IP Whitelist & VPNs

Hi there - I've successfully set up traefik the way I want it over my docker containers. Most containers are only visible on my internal network via IP whitelisting. I've also set up OpenVPN on my router. When I connect via OpenVPN, I'd like to be able to access those containers. Instead, I'm still blocked.

From my config.yml:

        - ""        <- My openvpn assigned IPs
        - ""    <- My internal IPs

If I add to the whitelist the origin IP of, say, my phone, then I'm golden - it works fine and allows my phone to access those containers while VPNd - but also allows access while not on the VPN, and also presumably anyone else who gets assigned that IP either through NAT or dynamic IPs for the phone.

So the question is; how do I configure traefik to look not at the original IP, but rather whether the request comes via another ip (in the range)? Or is this something that needs to be changed at the VPN level?

Thanks for any help!

1 Like

This has more to do with how you are reaching your endpoint. If you resolve the hostname to an internet ip. Then your phone is going to use an internet route to get there and the treafik router will see an external ip.

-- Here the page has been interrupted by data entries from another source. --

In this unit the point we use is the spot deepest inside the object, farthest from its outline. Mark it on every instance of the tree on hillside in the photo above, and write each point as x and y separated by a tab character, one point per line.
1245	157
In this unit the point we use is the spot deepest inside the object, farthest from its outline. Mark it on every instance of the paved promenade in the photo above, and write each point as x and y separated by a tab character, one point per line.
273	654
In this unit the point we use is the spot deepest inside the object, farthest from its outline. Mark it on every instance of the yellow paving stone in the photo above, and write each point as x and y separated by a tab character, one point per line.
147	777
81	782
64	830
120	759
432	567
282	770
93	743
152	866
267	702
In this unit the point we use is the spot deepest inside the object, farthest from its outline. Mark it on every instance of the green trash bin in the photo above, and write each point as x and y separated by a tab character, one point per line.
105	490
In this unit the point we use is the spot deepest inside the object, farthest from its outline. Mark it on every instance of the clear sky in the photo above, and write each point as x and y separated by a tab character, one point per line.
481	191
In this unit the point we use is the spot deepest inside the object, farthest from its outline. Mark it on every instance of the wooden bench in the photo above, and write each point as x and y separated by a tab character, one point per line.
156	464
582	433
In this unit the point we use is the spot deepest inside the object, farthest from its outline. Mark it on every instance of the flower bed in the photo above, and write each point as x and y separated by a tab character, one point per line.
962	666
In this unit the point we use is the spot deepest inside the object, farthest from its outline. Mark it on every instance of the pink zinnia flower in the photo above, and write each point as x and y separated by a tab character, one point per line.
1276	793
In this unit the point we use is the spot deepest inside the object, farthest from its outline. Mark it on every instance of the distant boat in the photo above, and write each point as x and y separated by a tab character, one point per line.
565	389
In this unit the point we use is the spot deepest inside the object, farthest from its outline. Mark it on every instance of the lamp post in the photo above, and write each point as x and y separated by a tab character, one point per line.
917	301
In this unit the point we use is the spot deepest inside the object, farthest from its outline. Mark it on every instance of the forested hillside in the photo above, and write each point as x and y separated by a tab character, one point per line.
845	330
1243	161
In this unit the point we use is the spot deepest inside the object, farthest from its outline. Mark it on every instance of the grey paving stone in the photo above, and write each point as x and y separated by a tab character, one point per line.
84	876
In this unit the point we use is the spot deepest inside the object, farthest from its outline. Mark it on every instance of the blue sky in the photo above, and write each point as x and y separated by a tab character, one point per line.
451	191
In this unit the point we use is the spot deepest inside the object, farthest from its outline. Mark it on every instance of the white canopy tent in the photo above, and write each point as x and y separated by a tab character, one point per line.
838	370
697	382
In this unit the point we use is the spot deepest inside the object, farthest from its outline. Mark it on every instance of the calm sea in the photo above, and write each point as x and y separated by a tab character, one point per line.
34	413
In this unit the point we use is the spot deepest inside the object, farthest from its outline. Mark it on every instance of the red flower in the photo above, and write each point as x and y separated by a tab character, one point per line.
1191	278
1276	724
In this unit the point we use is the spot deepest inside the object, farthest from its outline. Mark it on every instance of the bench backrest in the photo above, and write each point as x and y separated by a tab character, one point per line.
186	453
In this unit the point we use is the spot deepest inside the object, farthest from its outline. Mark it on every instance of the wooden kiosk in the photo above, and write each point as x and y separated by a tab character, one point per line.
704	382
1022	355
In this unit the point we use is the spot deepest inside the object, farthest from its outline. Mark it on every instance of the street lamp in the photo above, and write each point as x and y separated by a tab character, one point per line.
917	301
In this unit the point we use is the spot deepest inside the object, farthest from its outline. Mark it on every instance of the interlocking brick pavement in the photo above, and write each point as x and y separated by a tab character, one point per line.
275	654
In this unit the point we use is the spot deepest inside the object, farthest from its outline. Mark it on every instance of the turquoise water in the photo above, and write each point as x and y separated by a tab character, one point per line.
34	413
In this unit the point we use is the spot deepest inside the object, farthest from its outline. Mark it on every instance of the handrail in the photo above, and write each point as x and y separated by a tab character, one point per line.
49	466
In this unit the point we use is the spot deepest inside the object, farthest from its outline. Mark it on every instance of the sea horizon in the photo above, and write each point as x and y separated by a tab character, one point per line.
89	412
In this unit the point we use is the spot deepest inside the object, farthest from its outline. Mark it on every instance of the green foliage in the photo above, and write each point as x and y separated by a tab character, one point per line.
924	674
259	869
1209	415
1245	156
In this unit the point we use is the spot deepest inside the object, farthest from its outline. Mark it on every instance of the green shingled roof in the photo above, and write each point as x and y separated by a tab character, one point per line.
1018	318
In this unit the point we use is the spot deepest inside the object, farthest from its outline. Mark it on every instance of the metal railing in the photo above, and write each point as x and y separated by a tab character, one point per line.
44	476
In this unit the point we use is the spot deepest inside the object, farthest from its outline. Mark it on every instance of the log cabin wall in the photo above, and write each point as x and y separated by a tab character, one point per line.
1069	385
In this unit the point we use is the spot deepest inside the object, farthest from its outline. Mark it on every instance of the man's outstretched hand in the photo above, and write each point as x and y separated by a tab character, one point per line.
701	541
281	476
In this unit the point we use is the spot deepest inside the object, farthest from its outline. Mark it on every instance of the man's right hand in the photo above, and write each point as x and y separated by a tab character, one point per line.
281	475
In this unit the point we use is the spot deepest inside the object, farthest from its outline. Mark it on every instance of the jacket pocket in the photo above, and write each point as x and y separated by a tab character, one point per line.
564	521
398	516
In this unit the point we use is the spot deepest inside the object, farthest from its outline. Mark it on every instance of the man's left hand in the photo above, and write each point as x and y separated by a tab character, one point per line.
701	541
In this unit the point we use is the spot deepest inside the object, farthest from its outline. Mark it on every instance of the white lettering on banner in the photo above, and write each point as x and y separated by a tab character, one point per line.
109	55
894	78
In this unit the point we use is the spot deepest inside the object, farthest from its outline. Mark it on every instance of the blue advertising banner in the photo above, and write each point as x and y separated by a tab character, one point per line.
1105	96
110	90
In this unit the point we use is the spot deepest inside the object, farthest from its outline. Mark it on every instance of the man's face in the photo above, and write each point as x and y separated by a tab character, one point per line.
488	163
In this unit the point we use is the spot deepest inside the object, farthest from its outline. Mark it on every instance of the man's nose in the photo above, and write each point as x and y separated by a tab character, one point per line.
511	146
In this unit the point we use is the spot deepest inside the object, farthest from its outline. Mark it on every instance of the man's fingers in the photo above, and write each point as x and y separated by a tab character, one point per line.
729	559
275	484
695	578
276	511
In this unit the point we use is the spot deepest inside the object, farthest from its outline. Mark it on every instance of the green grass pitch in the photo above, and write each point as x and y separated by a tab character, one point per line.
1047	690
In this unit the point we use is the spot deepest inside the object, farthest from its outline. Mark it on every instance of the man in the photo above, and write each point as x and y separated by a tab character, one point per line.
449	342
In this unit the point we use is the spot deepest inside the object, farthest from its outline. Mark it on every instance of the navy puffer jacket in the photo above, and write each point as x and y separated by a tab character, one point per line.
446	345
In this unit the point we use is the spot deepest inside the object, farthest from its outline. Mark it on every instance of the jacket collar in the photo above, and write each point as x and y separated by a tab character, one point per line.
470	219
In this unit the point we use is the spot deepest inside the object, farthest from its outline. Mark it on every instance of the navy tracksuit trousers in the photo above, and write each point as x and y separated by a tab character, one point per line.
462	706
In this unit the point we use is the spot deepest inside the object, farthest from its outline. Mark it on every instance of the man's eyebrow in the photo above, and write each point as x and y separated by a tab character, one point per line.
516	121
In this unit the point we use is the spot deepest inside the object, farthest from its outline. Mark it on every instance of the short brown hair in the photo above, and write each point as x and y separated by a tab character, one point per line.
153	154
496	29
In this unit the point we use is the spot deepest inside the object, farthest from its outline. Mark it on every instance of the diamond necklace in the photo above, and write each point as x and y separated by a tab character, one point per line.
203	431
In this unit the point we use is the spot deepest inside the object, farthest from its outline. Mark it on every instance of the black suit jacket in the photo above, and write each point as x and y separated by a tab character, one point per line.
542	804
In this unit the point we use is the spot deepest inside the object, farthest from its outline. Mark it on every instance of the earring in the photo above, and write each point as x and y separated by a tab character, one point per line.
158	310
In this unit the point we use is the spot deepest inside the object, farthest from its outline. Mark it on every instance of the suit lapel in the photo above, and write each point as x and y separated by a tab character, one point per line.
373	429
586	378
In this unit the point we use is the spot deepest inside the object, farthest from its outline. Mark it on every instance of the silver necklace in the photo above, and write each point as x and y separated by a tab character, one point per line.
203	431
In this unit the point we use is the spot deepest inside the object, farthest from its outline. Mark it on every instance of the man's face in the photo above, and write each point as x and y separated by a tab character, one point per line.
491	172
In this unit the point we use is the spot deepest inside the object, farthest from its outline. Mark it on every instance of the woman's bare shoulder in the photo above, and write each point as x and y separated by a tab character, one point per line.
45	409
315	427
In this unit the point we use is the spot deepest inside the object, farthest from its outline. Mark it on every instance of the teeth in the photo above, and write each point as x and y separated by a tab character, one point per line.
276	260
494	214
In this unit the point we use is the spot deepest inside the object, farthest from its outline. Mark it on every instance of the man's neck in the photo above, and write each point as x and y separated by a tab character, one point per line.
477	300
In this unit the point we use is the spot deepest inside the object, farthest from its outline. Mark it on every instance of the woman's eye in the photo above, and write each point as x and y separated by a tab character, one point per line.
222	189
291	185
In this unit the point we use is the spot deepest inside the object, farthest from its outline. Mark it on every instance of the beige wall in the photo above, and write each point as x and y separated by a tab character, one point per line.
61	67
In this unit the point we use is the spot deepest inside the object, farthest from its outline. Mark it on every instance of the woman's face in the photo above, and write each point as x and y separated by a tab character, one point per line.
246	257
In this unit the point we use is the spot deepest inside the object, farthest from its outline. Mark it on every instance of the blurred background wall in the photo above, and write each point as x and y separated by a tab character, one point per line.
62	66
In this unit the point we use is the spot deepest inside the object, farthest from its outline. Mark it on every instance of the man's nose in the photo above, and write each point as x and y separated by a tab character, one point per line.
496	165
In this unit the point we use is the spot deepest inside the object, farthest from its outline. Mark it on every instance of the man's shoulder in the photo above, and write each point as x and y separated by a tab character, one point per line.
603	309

The key will be to resolve your service to an internal ip, so that when your phone accesses it it uses the vpn assigned ip address.

You can test this by resolving the endpoint while vpn is enabled an disabled.

I should have mentioned - I've configured the VPN to pipe all traffic via the tunnel, so if I connect my VPN on my phone then visit https://www.whatsmyip.org/ I get the same result as if I do so from my desktop on my internal network - does that change anything?

I am using a hostname which resolves to my WAN IP, but (I think!) opnsense is rewriting that in NAT reflection to the internal IP. I can't use a direct 192.168.* IP to access the services as they're all on an internal docker network and only enter & exit via Traefik.

It is likely you are not accessing with the IP address you think you are. Setting up a container with containous/whoami can help. Might be you need to be using an IP in the X-Forwarded-For header and thus need to use the depth option for ipWhitelist.

You are entirely correct and whoami showed it - turns out pushing everything through openvpn didn't work the way I thought it did, and it's tunneling as expected, but as you say still using the original WAN IP of the phone. Will play around with DNS to force resolve to a local IP; thanks for your help.

Hi @danieljmiles. Just curious, did you ever make any progress with this? I have the same use case and haven't been able to get anywhere on my openvpn options (server or client-side). if you solved the puzzle it'd be great to know how please!